Basato su una storia vera, “Il caso spotlight” prende di mira la piaga dei sacerdoti pedofili coperti dalla istituzione religiosa che vuol lavare in famiglia i panni sporchi, a costo di non risolvere il problema e non rendere giustizia alle vittime. Encomiabile.
La chiave narrativa scelta è quella ricorrente nel cinema americano, la messa in scena di un’inchiesta giornalistica che va oltre le previsioni e suscita scandali e problemi. I precedenti oltre ad essere numerosi sono illustri, da “Prima pagina” di Billy Wilder a “Tutti gli uomini del presidente” di Alan J. Pakula.

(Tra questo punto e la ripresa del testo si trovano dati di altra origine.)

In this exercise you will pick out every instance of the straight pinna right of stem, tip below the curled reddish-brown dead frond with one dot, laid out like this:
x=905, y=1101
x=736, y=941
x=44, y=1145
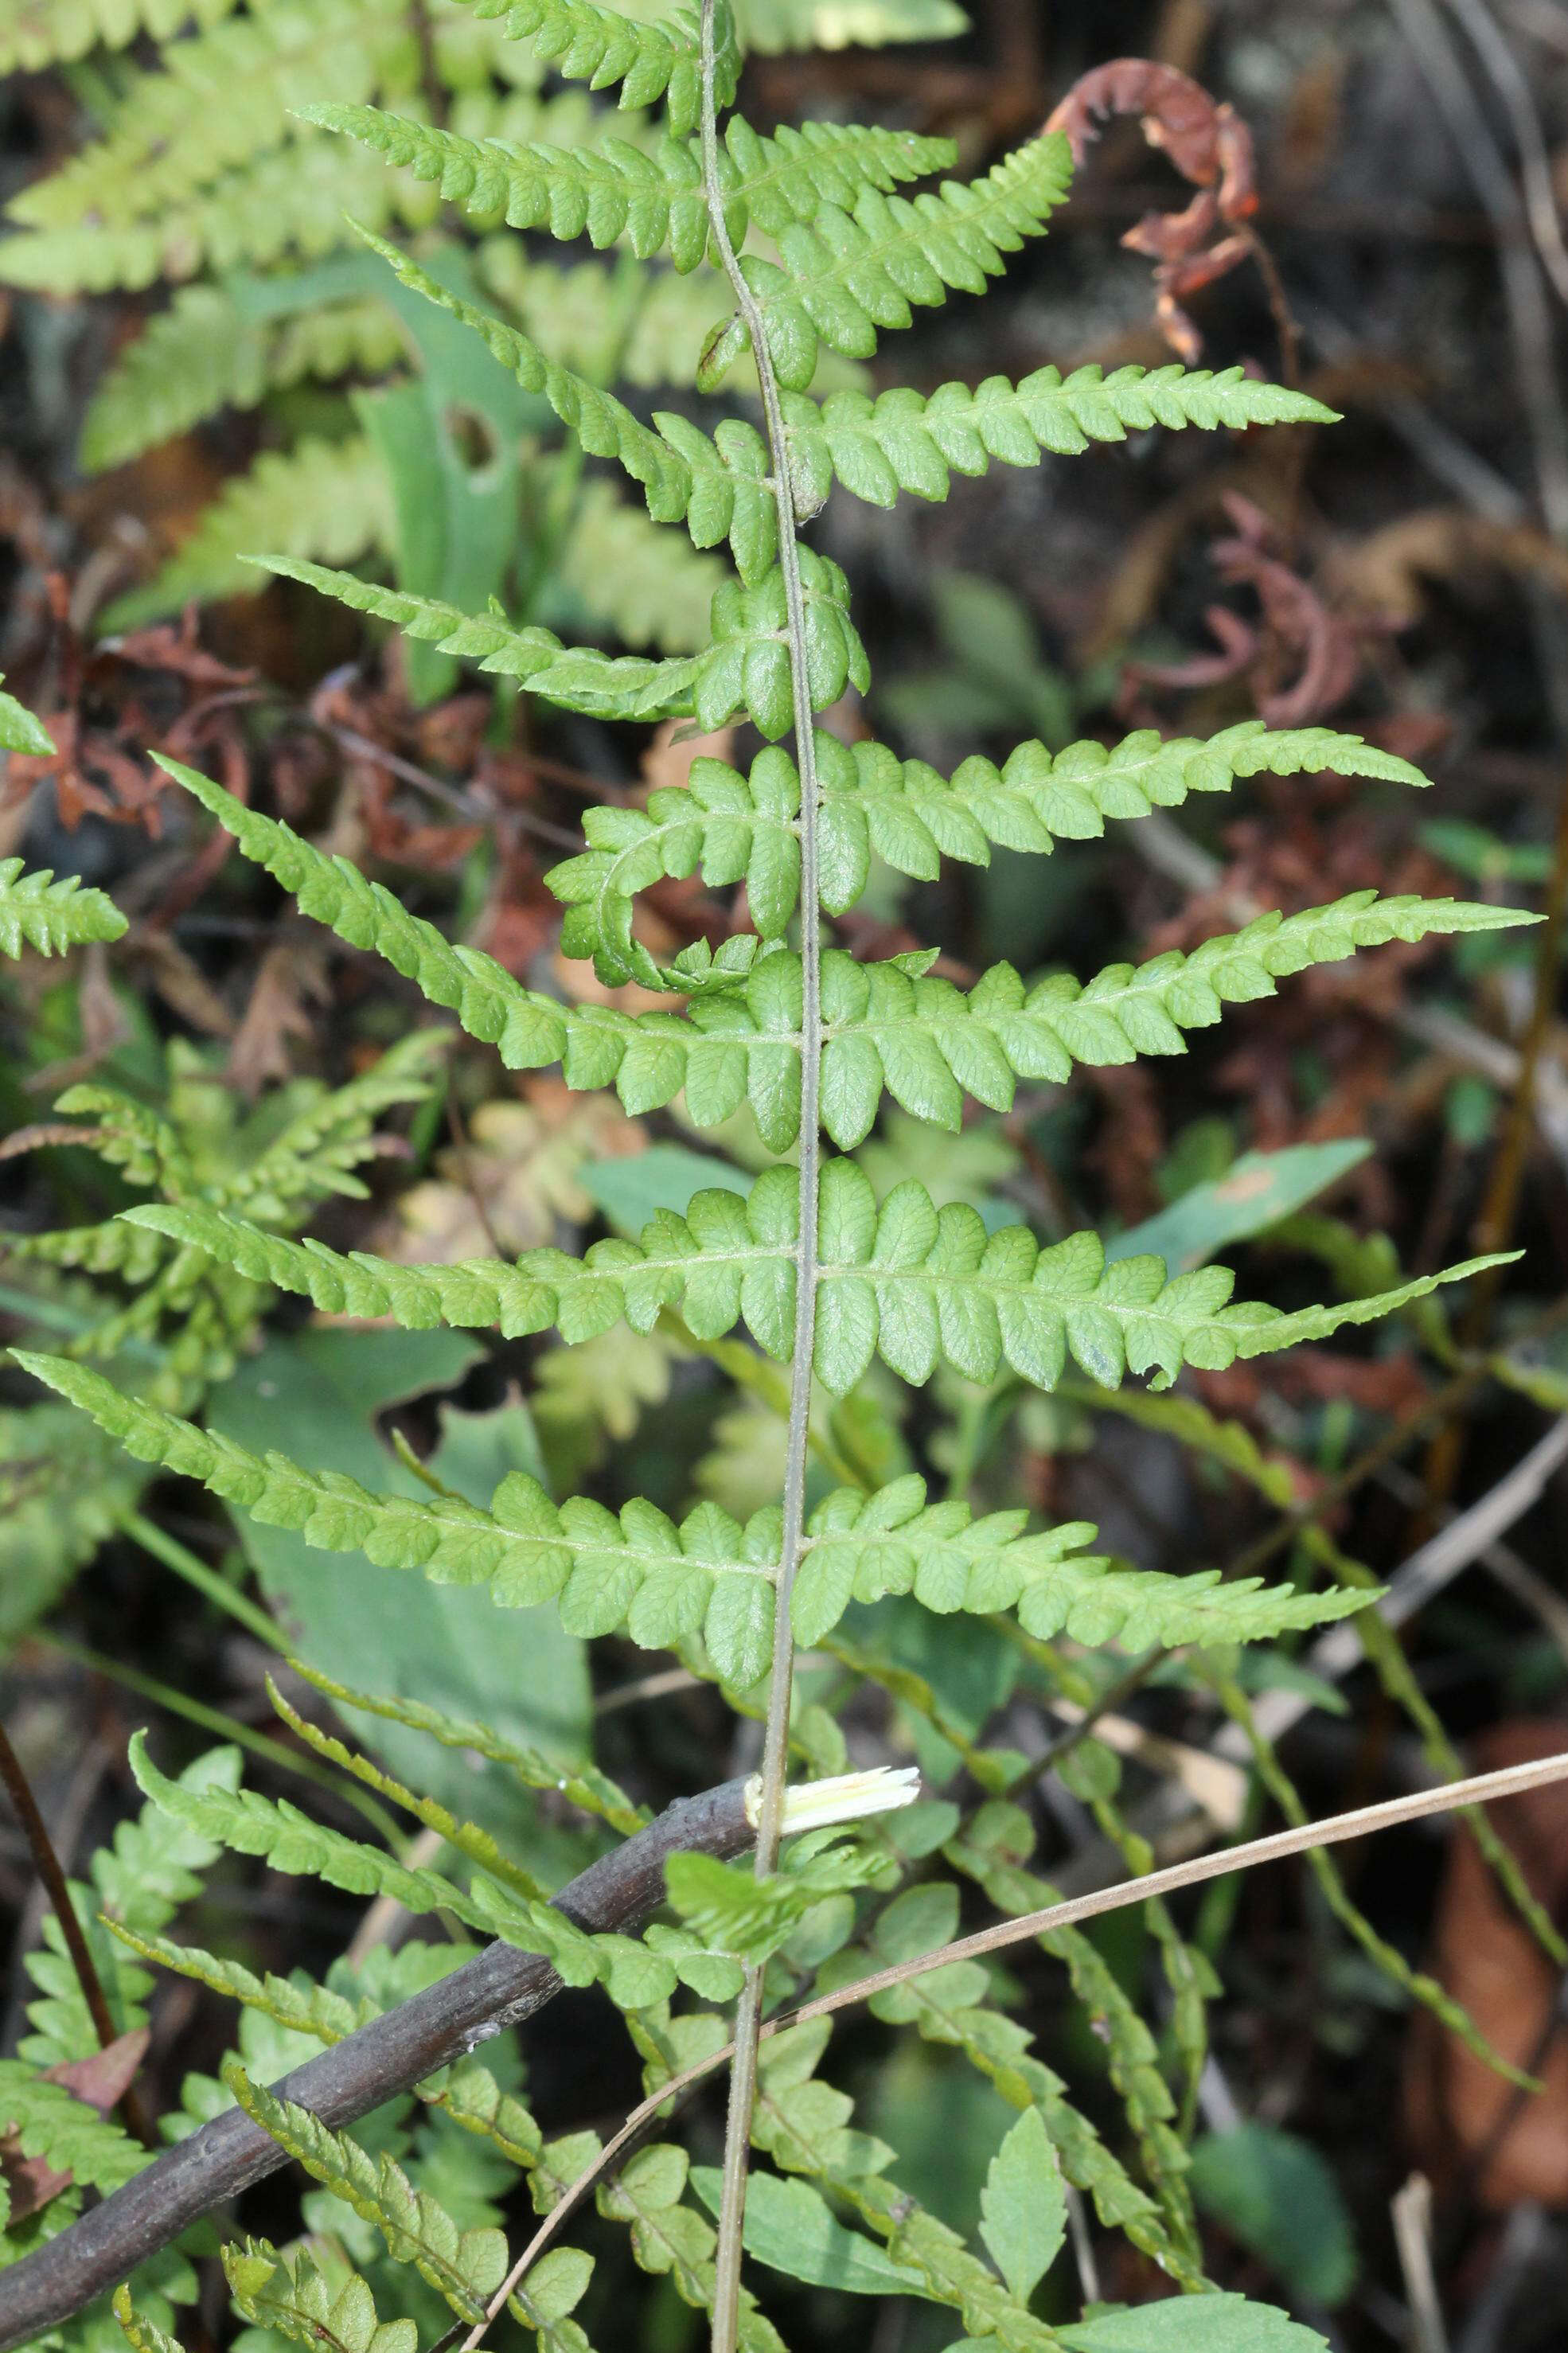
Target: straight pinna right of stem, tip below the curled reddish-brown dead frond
x=910, y=441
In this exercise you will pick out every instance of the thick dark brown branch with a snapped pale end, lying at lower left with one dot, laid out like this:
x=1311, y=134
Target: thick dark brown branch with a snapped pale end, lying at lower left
x=401, y=2048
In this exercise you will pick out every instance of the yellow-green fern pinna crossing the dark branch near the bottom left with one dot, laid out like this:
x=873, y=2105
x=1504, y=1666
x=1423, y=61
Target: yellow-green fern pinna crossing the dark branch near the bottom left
x=463, y=2267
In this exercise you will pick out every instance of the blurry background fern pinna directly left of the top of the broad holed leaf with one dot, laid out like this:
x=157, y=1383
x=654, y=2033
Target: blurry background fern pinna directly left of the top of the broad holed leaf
x=208, y=354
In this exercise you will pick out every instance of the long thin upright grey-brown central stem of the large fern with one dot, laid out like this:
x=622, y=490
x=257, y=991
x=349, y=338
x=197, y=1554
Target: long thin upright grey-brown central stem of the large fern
x=776, y=1742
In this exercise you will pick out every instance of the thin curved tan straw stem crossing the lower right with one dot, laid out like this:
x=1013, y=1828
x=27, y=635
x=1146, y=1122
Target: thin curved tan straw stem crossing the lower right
x=1482, y=1789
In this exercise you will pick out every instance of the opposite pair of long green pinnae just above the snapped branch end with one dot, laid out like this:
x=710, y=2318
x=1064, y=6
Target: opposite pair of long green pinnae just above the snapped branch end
x=707, y=1575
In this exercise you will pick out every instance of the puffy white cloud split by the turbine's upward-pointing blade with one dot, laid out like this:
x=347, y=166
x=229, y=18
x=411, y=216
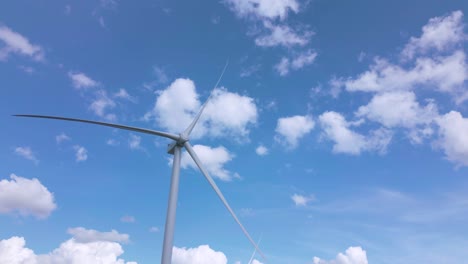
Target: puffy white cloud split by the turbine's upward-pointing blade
x=175, y=112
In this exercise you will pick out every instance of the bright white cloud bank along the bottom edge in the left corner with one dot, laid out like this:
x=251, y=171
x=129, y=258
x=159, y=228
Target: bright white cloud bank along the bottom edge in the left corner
x=14, y=251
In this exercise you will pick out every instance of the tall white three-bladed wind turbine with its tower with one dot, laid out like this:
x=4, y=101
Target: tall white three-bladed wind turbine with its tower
x=179, y=142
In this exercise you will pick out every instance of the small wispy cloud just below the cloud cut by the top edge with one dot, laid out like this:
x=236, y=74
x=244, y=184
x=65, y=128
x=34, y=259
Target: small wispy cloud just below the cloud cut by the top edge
x=282, y=35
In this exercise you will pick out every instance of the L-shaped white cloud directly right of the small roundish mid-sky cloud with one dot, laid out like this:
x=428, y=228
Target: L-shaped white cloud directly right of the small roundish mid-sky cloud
x=336, y=128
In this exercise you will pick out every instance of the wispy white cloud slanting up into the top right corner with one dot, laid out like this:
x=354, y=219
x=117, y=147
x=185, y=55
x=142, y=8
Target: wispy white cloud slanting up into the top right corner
x=441, y=33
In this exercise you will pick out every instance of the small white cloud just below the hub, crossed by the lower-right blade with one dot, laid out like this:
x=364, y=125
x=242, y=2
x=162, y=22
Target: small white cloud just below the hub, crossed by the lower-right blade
x=213, y=160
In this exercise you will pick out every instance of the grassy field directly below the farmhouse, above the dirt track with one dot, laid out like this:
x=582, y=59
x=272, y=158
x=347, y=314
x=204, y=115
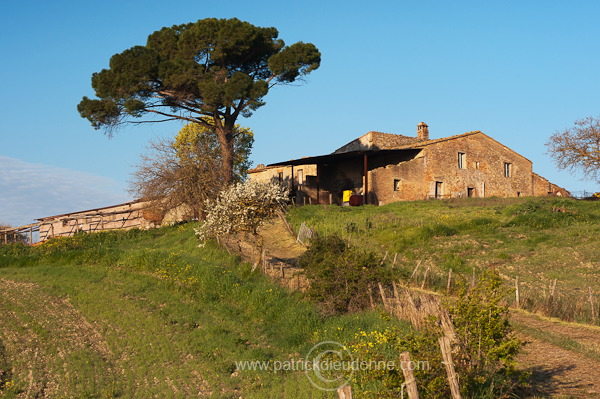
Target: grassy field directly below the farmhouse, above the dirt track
x=537, y=240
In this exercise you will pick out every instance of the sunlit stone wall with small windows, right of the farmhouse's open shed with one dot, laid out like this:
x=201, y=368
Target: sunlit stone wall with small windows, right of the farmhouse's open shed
x=436, y=173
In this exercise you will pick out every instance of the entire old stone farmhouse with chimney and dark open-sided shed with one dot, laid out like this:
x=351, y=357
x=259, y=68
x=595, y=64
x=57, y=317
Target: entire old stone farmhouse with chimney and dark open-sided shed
x=385, y=168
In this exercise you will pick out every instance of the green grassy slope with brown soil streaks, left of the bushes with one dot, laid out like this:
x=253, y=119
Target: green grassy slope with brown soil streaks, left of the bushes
x=143, y=314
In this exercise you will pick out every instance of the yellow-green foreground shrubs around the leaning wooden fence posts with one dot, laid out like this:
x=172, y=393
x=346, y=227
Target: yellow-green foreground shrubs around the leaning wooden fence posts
x=483, y=350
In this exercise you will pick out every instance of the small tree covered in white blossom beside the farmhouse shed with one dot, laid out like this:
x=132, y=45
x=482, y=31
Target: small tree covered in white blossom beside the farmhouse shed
x=242, y=208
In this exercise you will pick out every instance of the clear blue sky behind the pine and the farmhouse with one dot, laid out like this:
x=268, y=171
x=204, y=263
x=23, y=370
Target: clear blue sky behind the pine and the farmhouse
x=516, y=70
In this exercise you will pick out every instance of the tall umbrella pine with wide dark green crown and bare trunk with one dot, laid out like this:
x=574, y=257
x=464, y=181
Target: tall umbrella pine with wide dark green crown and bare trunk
x=215, y=68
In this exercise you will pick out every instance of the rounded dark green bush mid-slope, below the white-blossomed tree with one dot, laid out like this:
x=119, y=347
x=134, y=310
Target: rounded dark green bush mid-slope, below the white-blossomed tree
x=341, y=276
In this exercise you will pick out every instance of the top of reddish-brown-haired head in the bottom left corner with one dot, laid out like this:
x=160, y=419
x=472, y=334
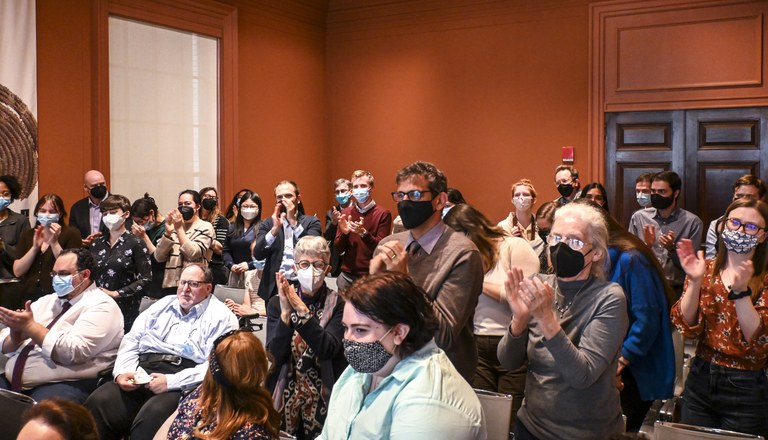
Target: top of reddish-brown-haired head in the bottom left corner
x=58, y=419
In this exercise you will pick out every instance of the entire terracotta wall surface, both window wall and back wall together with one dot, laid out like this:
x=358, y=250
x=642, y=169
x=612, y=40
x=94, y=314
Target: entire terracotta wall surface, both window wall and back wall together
x=490, y=98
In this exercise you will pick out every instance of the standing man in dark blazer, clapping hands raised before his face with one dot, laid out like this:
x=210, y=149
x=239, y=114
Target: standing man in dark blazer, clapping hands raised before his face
x=278, y=235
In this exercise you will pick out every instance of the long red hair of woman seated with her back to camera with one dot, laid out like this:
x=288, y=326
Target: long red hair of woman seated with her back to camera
x=243, y=399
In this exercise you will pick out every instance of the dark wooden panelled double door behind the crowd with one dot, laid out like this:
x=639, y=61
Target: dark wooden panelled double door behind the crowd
x=709, y=149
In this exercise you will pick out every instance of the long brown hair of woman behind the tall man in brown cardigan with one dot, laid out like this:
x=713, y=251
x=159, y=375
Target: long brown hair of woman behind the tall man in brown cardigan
x=484, y=234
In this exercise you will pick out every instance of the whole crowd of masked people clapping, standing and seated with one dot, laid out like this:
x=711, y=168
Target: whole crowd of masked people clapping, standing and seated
x=556, y=305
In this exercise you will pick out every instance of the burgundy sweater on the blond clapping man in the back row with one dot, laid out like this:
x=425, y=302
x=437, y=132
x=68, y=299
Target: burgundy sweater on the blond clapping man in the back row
x=357, y=252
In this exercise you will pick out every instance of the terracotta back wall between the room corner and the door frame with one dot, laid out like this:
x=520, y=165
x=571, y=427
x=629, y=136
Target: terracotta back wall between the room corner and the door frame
x=489, y=99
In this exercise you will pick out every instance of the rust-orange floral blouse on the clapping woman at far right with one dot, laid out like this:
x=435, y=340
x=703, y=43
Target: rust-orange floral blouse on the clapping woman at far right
x=717, y=328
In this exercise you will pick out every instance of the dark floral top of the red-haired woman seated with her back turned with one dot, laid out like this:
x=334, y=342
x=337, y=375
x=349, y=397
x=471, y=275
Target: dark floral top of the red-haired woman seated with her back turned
x=189, y=418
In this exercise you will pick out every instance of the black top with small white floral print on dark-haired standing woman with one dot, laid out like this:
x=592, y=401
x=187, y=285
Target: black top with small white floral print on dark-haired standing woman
x=124, y=268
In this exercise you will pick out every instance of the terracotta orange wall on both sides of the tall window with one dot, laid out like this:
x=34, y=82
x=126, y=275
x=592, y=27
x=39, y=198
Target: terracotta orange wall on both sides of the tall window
x=281, y=98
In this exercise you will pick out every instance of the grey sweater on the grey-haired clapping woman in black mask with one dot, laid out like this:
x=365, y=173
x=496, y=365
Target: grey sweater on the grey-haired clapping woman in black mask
x=570, y=389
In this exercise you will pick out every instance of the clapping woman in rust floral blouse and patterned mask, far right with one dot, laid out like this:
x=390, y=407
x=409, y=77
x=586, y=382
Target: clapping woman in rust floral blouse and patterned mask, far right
x=724, y=308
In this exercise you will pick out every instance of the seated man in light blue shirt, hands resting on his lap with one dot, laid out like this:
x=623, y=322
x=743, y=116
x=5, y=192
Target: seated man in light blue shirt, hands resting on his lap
x=170, y=341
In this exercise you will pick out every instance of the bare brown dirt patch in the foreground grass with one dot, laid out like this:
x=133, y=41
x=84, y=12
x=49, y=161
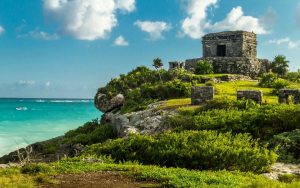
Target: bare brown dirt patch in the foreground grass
x=99, y=180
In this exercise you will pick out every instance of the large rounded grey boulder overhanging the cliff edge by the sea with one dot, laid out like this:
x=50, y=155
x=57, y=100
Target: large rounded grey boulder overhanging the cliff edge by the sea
x=105, y=105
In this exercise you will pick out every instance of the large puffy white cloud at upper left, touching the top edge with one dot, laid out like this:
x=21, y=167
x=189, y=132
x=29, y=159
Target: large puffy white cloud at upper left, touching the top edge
x=87, y=19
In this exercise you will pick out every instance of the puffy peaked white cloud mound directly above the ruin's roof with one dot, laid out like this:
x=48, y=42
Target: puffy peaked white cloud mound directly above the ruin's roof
x=236, y=20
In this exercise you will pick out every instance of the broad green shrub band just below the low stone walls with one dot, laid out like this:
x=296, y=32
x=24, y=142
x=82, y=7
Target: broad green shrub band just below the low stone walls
x=260, y=121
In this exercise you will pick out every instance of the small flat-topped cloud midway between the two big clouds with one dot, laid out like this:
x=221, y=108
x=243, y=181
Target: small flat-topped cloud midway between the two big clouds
x=154, y=29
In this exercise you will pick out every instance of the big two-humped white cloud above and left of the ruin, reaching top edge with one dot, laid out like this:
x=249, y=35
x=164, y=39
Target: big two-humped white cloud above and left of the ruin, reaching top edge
x=196, y=24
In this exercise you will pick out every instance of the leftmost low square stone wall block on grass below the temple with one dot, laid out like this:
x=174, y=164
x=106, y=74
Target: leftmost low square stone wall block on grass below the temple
x=202, y=94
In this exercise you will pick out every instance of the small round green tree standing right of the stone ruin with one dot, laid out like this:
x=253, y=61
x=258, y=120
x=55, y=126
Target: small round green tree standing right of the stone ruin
x=280, y=65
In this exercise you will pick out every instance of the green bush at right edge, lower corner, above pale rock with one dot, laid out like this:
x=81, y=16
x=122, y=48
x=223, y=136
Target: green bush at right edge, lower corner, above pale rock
x=289, y=146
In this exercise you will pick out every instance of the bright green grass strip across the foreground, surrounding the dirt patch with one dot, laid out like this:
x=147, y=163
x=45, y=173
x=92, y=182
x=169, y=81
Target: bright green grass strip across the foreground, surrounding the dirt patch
x=174, y=177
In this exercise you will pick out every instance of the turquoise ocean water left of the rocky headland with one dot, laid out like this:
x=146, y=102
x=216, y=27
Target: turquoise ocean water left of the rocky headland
x=25, y=121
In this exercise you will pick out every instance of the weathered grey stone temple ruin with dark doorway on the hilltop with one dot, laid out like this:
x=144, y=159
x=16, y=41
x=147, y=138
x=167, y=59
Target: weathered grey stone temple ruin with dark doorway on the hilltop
x=231, y=52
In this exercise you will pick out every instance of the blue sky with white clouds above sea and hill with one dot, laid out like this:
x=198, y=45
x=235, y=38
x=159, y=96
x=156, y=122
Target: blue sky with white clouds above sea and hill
x=69, y=48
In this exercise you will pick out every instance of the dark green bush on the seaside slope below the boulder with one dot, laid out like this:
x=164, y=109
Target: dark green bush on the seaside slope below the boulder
x=90, y=133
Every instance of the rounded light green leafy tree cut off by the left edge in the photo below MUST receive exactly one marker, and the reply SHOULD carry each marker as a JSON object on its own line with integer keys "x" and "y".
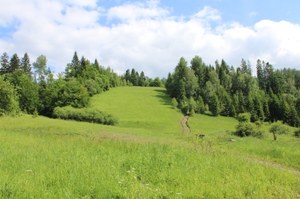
{"x": 8, "y": 100}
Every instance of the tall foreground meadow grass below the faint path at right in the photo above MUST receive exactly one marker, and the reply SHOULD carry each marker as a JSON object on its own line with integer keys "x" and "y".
{"x": 86, "y": 166}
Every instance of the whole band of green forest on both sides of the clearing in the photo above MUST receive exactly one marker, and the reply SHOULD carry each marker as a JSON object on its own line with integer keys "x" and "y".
{"x": 269, "y": 95}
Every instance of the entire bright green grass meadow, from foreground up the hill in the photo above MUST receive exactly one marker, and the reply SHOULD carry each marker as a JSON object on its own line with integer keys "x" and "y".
{"x": 145, "y": 156}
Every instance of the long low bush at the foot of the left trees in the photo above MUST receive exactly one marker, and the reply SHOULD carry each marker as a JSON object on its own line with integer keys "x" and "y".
{"x": 85, "y": 115}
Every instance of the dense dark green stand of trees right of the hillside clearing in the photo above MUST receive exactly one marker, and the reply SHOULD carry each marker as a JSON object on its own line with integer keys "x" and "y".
{"x": 223, "y": 90}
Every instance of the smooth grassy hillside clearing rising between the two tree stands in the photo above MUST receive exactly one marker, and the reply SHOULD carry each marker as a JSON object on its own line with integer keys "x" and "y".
{"x": 143, "y": 110}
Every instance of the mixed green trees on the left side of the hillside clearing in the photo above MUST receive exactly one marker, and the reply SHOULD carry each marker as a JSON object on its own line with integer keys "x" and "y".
{"x": 34, "y": 89}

Il cast è quello delle grandi occasioni, capeggiato da Michael Keaton reduce dal meritatissimo Oscar per “Birdman” di Inarritu.
Peccato che la sceneggiatura sia a dir poco superficiale, abbozzando personaggi che non trovano adeguato sviluppo, né motivazione né conclusione, e che la regia sia piatta in maniera sconfortante. E anche il cast, pure di qualità, non riesca ad offrire prove al di sopra del dovuto.
Il caso spotlight è la dimostrazione che i premi, fosse anche l’Oscar, molto spesso non esprimono il reale valore di un’opera ma solo una media tra una serie di giudizi personali e opportunità politica.